Dans les années qui ont suivi la privatisation, des milliers de cheminots qualifiés
ont été contraints à démissionner et ont été
remplacés par des intérimaires connaissant mal le travail. Résultat, une
série de déraillements ayant des conséquences sanglantes, le plus grave en
1999 à Paddington ayant fait vingt-six morts.
Et aujourd’hui ? C’est avec plaisir que les spectateurs ayant vu ce film ont appris que
ces derniers jours des grèves ont éclaté sur toute une partie du réseau
anglais. Ce à quoi il faut ajouter les sentiments de révolte de plus en plus fort des
voyageurs prenant le train devant l’état désastreux des chemins de fer
britanniques. Tony Blair se voit obligé de lancer un plan d’investissements
d’urgence qui sera surtout payé par l’État, c’est-à-dire les
contribuables. Le patronat ne veut jamais payer les pots qu’il a cassés.
Les capitalistes ont remporté beaucoup de victoires sur les travailleurs depuis vingt ans.
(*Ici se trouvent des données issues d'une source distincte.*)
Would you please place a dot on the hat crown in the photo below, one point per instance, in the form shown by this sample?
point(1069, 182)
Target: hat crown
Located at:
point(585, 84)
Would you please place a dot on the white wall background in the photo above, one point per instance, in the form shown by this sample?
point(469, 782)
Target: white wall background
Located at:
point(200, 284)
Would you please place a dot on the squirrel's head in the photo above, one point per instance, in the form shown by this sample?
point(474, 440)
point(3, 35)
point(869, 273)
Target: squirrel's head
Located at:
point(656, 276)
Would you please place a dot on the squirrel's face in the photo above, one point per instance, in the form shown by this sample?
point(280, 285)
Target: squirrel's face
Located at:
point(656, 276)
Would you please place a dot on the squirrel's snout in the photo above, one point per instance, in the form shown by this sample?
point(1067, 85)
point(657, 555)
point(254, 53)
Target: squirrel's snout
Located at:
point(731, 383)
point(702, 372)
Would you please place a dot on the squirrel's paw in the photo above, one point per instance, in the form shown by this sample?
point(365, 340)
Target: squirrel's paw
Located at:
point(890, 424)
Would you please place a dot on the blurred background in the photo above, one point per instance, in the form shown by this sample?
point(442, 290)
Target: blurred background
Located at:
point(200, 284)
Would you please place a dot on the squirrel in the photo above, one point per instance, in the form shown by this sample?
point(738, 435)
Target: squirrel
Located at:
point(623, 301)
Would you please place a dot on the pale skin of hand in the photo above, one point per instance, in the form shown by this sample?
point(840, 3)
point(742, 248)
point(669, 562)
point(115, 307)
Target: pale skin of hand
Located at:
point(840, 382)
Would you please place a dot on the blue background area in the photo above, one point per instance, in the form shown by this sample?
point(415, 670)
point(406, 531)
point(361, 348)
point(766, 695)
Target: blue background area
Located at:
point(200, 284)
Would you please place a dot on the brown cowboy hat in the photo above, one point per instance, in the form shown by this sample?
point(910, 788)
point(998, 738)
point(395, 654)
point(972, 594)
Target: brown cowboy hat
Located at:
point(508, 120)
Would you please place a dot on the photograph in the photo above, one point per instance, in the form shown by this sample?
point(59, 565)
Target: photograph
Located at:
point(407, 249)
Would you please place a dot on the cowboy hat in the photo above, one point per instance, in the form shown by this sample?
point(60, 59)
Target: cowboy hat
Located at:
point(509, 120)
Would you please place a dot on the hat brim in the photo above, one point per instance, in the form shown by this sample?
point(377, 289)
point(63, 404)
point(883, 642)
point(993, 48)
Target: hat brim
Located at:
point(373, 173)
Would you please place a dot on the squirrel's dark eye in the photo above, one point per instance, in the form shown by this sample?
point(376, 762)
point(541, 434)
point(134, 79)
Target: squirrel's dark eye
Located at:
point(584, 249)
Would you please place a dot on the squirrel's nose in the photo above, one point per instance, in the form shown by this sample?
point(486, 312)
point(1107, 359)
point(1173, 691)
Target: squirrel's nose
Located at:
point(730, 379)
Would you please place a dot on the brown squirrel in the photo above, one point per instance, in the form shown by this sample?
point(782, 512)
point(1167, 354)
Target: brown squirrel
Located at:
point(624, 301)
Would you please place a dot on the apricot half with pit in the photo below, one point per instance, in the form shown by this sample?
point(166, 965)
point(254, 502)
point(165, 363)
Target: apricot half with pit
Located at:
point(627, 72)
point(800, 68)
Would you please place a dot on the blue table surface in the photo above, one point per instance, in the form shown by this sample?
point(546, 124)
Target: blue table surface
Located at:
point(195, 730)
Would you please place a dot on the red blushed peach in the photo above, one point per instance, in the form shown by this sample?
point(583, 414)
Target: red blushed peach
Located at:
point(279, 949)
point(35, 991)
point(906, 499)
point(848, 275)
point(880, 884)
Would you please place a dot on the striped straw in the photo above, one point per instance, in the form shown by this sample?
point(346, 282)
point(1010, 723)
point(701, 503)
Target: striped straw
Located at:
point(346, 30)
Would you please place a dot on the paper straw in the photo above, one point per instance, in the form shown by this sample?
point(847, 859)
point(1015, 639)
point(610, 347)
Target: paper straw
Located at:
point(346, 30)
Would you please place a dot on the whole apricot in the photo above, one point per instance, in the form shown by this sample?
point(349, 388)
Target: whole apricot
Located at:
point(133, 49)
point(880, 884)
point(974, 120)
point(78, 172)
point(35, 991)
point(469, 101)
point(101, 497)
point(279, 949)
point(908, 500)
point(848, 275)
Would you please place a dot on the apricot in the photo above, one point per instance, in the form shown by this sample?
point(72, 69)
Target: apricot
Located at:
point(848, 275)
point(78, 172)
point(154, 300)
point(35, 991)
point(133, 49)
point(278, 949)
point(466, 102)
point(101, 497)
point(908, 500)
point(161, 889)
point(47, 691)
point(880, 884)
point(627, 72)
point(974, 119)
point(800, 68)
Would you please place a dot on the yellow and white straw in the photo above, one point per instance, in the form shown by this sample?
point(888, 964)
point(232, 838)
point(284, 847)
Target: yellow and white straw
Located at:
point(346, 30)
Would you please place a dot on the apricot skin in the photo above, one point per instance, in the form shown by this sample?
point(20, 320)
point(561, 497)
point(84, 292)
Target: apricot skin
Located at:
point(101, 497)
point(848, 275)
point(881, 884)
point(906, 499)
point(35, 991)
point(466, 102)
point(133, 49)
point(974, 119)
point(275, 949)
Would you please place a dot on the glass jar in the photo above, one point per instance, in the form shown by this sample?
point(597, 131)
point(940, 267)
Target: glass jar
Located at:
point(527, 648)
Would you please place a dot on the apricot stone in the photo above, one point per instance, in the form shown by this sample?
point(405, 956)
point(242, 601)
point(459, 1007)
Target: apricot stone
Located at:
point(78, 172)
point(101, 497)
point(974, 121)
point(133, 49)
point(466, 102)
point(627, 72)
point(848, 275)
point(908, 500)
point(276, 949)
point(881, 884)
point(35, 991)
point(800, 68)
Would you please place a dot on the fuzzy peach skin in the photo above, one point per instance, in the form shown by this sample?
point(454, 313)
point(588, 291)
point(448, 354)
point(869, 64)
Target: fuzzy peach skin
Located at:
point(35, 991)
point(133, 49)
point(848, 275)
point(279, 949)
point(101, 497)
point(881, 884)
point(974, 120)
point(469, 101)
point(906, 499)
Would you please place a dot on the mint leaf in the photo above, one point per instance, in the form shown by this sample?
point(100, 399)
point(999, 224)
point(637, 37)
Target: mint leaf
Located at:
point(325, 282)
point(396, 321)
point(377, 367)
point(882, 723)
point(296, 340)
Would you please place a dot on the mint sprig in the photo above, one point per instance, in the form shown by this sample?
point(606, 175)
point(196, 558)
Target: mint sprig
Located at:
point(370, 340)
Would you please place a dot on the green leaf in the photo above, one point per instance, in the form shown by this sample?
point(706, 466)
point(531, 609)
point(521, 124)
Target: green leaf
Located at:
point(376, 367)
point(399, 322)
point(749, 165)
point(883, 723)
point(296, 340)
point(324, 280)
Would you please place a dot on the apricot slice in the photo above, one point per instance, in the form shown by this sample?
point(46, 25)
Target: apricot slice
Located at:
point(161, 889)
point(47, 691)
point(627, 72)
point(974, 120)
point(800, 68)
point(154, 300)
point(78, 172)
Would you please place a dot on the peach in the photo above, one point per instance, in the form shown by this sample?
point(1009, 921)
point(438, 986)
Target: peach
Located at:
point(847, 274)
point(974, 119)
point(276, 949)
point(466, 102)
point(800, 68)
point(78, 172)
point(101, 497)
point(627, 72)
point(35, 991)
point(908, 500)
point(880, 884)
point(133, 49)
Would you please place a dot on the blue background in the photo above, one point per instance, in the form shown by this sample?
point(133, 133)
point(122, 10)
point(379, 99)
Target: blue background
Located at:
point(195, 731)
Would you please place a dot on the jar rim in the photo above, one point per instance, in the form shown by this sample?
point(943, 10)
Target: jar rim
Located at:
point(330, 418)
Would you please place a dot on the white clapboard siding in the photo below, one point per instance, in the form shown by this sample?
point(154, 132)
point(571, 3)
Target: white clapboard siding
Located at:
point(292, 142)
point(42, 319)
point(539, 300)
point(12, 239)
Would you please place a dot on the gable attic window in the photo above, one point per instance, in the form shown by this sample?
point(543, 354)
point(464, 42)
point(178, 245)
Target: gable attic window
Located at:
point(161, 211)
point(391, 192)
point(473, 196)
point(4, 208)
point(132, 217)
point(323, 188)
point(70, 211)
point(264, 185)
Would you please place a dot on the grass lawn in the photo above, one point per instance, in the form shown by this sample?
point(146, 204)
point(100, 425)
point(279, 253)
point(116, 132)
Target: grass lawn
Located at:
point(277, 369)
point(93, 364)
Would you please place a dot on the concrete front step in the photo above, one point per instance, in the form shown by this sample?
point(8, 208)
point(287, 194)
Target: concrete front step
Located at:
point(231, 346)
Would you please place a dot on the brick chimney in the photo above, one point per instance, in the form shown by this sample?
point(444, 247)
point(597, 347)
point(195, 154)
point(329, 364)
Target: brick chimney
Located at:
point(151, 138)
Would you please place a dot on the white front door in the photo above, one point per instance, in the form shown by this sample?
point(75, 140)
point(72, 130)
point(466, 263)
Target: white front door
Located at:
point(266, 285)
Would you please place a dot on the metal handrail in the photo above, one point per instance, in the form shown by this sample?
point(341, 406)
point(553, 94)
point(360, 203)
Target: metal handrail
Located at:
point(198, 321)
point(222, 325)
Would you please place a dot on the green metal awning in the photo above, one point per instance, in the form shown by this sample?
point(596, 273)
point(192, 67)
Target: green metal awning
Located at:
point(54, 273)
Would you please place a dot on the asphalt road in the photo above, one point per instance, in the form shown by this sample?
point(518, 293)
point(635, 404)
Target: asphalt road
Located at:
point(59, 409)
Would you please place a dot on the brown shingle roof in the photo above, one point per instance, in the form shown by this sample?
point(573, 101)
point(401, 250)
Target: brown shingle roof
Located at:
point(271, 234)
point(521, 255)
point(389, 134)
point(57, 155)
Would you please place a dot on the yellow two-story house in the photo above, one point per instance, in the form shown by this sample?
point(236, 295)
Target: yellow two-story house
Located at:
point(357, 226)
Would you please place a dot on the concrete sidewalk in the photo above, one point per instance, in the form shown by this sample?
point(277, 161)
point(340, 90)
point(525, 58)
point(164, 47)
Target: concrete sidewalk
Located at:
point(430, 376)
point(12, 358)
Mais l’enterrement historique de la classe ouvrière n’est pas à
l’ordre du jour ! Ce qui s’est passé en Argentine depuis un mois en est un
premier signe. En recréant leurs défenses collectives dans différents pays,
les travailleurs ne se contenteront pas de limiter l’exploitation, ils iront
nécessairement jusqu’au bout : en supprimant totalement la concurrence entre eux,
c'est-à-dire en abolissant le salariat fondement du capitalisme.